Earlier this spring in Lincoln, Nebraska, the 91st State Convention brought students from every corner of the state to compete for a spot at the National FFA Convention where college scholarships are at stake. At Tri-State, not only do we support FFA financially, I support them through serving as a judge at the state convention. My favorite section to judge is cooperative speaking. Students write a paper and give a speech about the impacts of cooperatives in their communities. It gives them public speaking experience, they get an understanding of the cooperative business model and how important they are in the agricultural industry. Students focus on a range of cooperatives from grocery stores to feed lots to rural electric coops. Through their research, it is clear they gain an appreciation for the cooperative business model and principles.

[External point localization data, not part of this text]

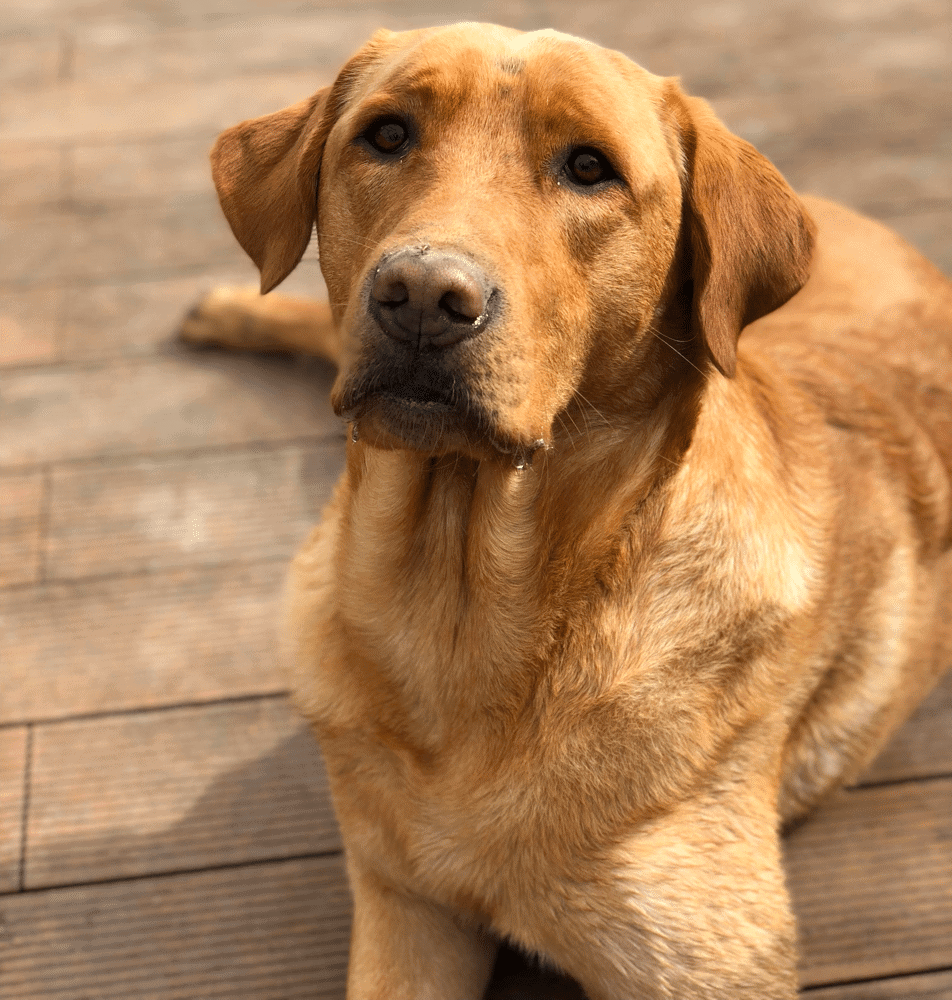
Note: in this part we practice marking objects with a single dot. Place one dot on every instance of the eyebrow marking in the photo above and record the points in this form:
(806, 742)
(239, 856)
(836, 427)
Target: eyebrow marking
(512, 65)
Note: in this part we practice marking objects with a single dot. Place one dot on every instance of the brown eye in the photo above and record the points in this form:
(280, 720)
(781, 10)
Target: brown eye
(587, 167)
(387, 136)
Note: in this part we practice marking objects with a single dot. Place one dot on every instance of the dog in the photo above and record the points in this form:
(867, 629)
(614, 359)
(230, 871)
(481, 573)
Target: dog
(604, 598)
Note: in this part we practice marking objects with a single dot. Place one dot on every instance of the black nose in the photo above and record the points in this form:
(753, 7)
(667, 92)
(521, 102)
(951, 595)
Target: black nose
(432, 298)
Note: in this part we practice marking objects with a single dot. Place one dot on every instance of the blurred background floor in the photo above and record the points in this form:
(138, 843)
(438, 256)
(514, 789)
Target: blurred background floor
(164, 824)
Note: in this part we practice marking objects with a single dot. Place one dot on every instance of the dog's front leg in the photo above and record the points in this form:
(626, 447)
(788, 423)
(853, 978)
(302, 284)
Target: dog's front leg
(691, 907)
(404, 947)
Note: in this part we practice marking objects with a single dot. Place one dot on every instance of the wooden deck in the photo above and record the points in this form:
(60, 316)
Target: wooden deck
(164, 824)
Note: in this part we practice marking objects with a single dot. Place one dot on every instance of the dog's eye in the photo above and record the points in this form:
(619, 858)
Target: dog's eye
(387, 135)
(587, 167)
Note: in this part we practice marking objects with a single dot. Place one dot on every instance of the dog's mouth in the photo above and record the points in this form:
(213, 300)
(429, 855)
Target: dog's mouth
(434, 415)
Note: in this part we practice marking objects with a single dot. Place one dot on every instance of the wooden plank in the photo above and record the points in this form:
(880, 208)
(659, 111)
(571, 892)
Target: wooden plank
(871, 880)
(928, 231)
(132, 318)
(21, 506)
(88, 110)
(934, 986)
(30, 174)
(923, 747)
(273, 931)
(152, 514)
(175, 790)
(13, 751)
(193, 400)
(29, 324)
(137, 642)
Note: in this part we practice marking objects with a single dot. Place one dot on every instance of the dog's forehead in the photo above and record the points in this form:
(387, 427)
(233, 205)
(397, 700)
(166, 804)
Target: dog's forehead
(469, 56)
(553, 78)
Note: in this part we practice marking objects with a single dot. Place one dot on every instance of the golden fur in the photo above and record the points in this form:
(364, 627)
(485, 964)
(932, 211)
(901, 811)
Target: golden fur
(571, 703)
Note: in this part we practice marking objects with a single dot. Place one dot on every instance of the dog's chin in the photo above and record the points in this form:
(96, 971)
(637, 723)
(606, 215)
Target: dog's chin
(435, 427)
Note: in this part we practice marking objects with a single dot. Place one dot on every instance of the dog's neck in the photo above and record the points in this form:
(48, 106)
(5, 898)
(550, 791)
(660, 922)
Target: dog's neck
(471, 572)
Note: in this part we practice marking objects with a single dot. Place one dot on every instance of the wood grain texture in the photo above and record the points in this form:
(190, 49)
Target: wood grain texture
(155, 405)
(21, 516)
(871, 881)
(127, 643)
(151, 514)
(29, 325)
(169, 791)
(923, 747)
(275, 931)
(934, 986)
(13, 750)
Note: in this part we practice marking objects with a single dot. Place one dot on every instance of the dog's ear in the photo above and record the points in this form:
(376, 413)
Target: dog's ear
(748, 235)
(266, 171)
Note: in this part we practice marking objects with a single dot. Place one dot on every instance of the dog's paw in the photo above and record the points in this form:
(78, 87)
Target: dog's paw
(225, 317)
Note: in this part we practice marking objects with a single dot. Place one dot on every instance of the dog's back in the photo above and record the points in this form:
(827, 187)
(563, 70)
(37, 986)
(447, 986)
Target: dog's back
(868, 341)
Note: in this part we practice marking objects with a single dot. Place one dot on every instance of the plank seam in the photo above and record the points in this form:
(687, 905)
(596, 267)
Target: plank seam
(892, 782)
(25, 811)
(236, 699)
(46, 504)
(154, 876)
(876, 979)
(261, 446)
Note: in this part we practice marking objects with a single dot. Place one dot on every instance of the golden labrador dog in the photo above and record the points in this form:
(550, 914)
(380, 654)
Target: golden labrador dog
(603, 598)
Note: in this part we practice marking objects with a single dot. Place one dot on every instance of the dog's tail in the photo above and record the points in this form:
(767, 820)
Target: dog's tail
(243, 319)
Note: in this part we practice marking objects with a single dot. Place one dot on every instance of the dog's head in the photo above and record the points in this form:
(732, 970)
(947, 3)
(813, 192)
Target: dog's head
(511, 225)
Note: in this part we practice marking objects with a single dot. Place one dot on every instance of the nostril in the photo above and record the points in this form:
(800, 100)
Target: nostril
(389, 290)
(461, 308)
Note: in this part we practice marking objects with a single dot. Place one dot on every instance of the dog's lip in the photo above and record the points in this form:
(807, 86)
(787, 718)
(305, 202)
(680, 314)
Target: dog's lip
(415, 419)
(420, 398)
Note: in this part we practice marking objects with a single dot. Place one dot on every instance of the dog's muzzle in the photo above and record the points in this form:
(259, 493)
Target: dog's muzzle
(430, 299)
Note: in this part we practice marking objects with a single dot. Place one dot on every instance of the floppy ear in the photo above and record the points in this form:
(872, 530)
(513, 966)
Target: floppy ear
(749, 236)
(266, 173)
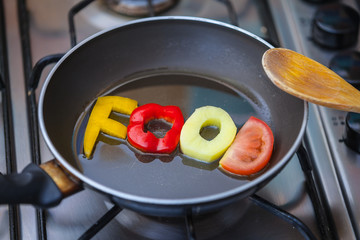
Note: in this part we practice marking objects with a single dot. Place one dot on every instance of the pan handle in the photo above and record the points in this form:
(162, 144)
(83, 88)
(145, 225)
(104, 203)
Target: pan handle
(43, 186)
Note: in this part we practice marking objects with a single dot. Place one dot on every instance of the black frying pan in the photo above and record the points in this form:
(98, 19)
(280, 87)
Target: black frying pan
(183, 61)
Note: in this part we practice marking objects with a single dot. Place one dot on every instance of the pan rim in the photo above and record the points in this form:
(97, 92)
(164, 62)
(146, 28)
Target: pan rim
(151, 200)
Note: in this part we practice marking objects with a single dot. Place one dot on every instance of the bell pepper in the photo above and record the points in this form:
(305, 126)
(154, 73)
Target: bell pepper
(146, 141)
(99, 120)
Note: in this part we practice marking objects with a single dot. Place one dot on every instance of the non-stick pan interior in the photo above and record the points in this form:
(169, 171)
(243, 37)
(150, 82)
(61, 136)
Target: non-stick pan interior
(178, 61)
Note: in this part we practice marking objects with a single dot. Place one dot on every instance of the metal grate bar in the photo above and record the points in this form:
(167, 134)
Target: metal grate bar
(101, 223)
(14, 210)
(73, 11)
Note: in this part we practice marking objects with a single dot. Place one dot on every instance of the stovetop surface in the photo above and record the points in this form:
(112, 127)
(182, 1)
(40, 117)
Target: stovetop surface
(77, 213)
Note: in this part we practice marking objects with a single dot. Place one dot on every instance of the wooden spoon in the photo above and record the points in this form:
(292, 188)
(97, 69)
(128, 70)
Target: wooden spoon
(309, 80)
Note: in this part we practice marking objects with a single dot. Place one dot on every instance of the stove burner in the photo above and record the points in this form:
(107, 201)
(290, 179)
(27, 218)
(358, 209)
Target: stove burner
(207, 226)
(139, 8)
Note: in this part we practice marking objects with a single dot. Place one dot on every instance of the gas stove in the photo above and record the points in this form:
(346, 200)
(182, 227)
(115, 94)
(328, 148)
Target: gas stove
(327, 207)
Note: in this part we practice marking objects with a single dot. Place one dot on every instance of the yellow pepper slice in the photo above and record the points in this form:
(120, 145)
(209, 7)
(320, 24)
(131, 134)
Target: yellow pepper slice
(99, 120)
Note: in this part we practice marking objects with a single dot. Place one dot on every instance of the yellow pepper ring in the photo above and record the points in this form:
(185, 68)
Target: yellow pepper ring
(194, 145)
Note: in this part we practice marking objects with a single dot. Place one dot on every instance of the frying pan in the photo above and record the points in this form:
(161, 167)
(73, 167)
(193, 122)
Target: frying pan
(184, 61)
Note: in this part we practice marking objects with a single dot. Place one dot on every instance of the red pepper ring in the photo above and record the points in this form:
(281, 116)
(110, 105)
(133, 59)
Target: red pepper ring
(146, 141)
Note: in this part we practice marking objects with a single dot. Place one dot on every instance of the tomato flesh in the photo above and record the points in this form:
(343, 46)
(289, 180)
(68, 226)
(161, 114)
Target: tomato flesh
(251, 150)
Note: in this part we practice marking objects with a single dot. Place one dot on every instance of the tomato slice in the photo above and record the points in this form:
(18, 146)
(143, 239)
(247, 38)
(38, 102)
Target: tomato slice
(251, 150)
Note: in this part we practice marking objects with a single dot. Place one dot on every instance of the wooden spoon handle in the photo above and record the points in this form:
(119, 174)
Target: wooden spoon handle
(309, 80)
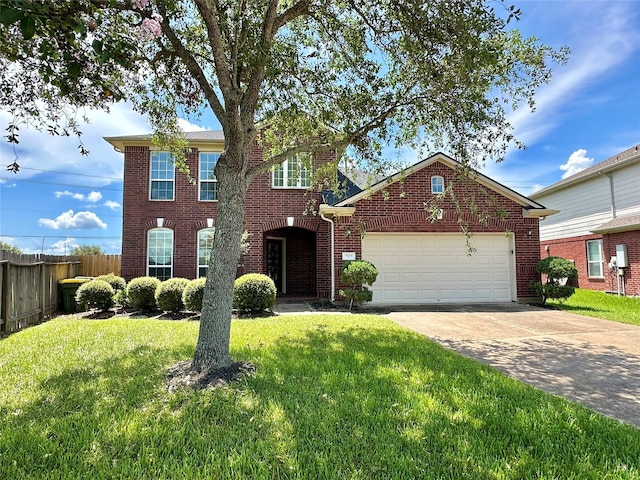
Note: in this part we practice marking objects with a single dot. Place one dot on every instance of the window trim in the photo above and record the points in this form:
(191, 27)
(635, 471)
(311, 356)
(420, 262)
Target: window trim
(151, 179)
(600, 261)
(437, 177)
(285, 173)
(148, 266)
(201, 181)
(199, 266)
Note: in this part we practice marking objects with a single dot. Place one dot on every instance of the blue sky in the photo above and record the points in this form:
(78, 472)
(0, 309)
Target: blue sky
(589, 112)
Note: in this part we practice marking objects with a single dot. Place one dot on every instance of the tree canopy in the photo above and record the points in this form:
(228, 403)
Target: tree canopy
(307, 75)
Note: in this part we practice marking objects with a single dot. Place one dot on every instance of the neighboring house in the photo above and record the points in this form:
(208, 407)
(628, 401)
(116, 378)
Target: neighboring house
(168, 223)
(599, 219)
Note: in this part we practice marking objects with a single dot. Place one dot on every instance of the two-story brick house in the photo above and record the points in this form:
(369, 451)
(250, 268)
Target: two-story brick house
(599, 220)
(168, 223)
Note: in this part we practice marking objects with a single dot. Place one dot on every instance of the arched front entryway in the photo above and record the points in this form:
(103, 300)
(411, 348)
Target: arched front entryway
(290, 260)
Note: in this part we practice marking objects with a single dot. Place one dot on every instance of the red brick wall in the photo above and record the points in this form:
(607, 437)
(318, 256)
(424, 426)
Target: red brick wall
(631, 273)
(402, 209)
(266, 210)
(575, 248)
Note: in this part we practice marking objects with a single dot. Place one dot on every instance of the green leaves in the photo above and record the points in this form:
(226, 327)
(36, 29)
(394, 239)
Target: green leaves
(27, 24)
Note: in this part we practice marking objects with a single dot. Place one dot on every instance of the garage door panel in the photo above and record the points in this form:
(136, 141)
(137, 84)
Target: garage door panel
(432, 268)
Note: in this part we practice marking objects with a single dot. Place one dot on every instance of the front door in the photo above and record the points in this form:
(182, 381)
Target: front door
(275, 260)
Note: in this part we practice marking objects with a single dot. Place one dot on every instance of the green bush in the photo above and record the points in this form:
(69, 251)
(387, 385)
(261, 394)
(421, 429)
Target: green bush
(355, 275)
(169, 294)
(142, 293)
(121, 299)
(116, 282)
(192, 295)
(95, 294)
(254, 292)
(557, 271)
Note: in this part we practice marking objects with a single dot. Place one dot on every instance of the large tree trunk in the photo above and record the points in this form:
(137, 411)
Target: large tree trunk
(212, 349)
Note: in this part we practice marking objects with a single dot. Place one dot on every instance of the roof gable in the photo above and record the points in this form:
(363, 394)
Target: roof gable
(525, 202)
(200, 137)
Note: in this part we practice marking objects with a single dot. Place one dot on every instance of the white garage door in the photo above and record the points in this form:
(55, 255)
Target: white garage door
(435, 268)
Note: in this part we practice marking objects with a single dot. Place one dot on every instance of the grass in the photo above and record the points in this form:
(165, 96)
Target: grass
(601, 305)
(334, 397)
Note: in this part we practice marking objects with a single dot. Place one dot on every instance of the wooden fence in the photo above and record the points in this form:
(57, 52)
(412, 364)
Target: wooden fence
(29, 291)
(94, 265)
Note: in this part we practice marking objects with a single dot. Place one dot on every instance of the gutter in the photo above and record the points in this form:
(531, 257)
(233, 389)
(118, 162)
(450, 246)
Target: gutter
(334, 212)
(333, 257)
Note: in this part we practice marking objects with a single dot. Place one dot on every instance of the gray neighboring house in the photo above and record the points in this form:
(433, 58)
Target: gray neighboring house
(598, 226)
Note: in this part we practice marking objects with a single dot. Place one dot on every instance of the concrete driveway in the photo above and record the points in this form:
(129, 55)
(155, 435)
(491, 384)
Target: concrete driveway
(587, 360)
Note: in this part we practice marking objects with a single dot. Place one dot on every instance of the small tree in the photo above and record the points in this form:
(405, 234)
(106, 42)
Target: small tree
(356, 275)
(557, 271)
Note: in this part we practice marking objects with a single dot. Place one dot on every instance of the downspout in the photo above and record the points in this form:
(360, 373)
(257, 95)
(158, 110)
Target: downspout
(612, 193)
(333, 258)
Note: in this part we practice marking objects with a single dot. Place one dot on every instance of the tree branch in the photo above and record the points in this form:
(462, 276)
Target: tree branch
(194, 68)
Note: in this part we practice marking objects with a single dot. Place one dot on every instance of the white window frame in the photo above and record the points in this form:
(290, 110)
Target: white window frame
(199, 255)
(440, 189)
(290, 181)
(153, 249)
(207, 181)
(170, 176)
(599, 262)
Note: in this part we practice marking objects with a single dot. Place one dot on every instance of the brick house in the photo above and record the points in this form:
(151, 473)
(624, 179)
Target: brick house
(599, 219)
(168, 223)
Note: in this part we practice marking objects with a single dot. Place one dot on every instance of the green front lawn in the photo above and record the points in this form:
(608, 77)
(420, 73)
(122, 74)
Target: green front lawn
(601, 305)
(334, 397)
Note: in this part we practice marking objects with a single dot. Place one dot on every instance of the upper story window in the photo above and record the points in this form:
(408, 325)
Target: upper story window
(160, 253)
(205, 245)
(437, 184)
(162, 176)
(294, 172)
(207, 179)
(595, 258)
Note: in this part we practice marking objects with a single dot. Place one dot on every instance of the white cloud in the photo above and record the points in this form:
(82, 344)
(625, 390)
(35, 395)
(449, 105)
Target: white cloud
(67, 220)
(62, 247)
(187, 126)
(102, 166)
(608, 36)
(577, 162)
(92, 197)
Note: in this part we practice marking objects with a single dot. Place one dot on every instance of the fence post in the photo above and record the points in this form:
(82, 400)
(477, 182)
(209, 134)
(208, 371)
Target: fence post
(6, 294)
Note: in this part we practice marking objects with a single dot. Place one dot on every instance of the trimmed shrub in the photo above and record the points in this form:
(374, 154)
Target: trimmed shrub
(116, 282)
(95, 294)
(557, 271)
(355, 275)
(142, 293)
(169, 294)
(193, 294)
(254, 292)
(121, 299)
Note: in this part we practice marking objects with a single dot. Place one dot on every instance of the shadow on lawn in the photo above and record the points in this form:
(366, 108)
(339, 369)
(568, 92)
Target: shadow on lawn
(366, 403)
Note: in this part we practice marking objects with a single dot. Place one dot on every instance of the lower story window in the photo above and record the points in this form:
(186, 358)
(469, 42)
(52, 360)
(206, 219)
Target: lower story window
(205, 245)
(595, 258)
(160, 253)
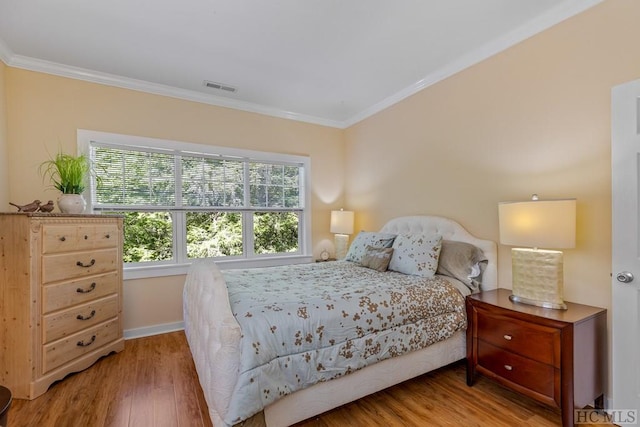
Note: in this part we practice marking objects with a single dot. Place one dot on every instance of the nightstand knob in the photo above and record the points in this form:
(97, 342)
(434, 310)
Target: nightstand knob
(624, 277)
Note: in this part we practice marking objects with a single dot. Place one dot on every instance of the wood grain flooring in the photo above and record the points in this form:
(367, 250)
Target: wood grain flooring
(153, 383)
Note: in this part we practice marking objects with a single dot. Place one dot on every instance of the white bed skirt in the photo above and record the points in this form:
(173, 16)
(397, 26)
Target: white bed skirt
(324, 396)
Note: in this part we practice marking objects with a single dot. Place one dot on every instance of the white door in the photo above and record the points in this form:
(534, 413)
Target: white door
(625, 158)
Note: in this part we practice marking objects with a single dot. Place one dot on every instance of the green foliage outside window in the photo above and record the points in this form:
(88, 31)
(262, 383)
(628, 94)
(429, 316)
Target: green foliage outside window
(213, 234)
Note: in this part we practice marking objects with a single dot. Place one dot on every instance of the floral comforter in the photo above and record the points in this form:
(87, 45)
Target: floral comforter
(302, 324)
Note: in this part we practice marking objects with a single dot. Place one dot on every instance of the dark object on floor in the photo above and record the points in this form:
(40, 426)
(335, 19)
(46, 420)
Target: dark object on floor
(5, 403)
(30, 207)
(46, 208)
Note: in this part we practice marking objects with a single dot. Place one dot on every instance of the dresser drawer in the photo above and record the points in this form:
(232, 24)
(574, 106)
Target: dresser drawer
(66, 294)
(65, 238)
(78, 264)
(65, 350)
(536, 342)
(67, 322)
(531, 374)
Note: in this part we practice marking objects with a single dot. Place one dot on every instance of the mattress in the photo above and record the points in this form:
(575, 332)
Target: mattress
(282, 329)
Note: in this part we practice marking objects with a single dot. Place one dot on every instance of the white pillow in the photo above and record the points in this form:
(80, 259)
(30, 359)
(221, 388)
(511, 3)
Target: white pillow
(416, 254)
(368, 238)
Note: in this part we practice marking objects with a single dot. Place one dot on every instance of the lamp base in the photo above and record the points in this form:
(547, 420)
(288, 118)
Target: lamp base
(341, 242)
(537, 278)
(543, 304)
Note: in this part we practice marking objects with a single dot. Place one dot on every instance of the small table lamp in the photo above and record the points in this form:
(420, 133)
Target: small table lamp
(537, 274)
(342, 226)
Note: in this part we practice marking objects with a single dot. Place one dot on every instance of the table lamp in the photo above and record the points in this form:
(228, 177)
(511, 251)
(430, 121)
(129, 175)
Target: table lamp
(537, 274)
(341, 226)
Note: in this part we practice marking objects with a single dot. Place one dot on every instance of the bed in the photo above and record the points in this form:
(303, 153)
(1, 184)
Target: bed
(218, 305)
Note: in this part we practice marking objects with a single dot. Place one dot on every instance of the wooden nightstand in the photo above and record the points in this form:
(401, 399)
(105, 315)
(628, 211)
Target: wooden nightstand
(554, 356)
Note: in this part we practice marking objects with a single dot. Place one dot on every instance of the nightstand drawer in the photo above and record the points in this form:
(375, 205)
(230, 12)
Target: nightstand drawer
(536, 342)
(533, 375)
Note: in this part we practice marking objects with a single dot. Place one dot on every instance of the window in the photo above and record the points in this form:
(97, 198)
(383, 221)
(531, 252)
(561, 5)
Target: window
(183, 201)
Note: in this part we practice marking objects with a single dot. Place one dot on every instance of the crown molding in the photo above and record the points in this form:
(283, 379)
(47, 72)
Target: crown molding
(556, 15)
(5, 52)
(48, 67)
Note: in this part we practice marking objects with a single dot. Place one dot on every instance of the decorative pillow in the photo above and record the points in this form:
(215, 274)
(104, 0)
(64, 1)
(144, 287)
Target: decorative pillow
(368, 238)
(377, 258)
(462, 261)
(416, 254)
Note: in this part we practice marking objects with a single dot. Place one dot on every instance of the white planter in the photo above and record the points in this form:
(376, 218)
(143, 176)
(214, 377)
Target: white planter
(71, 203)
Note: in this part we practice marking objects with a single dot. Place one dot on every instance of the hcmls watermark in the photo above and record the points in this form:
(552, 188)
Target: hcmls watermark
(608, 416)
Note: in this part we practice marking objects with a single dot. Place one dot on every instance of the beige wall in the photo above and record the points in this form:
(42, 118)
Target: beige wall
(44, 113)
(4, 149)
(532, 119)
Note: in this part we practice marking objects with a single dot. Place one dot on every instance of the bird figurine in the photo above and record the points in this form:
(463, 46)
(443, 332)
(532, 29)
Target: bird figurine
(46, 208)
(29, 207)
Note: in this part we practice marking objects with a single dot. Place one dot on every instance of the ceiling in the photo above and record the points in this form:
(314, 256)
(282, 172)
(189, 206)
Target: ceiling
(331, 62)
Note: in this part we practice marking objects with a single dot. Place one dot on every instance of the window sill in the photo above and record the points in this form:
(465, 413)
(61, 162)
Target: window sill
(131, 273)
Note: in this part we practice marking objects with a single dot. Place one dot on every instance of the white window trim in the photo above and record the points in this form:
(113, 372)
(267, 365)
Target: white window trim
(157, 270)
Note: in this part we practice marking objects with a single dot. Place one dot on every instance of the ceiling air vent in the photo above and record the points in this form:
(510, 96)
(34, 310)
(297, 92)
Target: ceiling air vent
(220, 86)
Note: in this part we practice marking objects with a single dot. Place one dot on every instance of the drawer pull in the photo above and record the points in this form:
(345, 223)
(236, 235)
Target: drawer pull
(80, 264)
(81, 317)
(86, 291)
(86, 344)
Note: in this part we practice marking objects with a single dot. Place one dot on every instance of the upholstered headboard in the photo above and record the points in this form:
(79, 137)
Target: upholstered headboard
(449, 230)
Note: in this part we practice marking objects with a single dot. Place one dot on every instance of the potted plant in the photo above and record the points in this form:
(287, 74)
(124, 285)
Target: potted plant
(68, 174)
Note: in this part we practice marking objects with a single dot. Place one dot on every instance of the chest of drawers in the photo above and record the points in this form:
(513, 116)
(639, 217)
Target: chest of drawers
(554, 356)
(60, 296)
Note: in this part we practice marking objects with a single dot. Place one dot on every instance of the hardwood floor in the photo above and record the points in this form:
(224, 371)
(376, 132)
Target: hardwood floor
(153, 383)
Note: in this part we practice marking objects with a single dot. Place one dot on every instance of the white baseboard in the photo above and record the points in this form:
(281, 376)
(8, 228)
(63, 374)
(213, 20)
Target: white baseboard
(148, 331)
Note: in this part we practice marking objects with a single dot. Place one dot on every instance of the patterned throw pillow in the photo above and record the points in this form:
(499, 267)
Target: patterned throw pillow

FFA also embraces the idea of building stronger communities. The last line of the FFA motto, “Living to Serve,” signifies the vital role service plays in FFA. The Living to Serve platform empowers every student in every classroom to make a positive impact in their community. FFA provides quality programs, resources, recognition and opportunities for its members to put their leadership into action through service engagement. This reflects my personal favorite cooperative principle, concern for community, and I am thrilled to represent Tri-State at an organization whose values align with our cooperative family.
Not only are these students the future of the agricultural industry, but they are the future leaders of the cooperative world.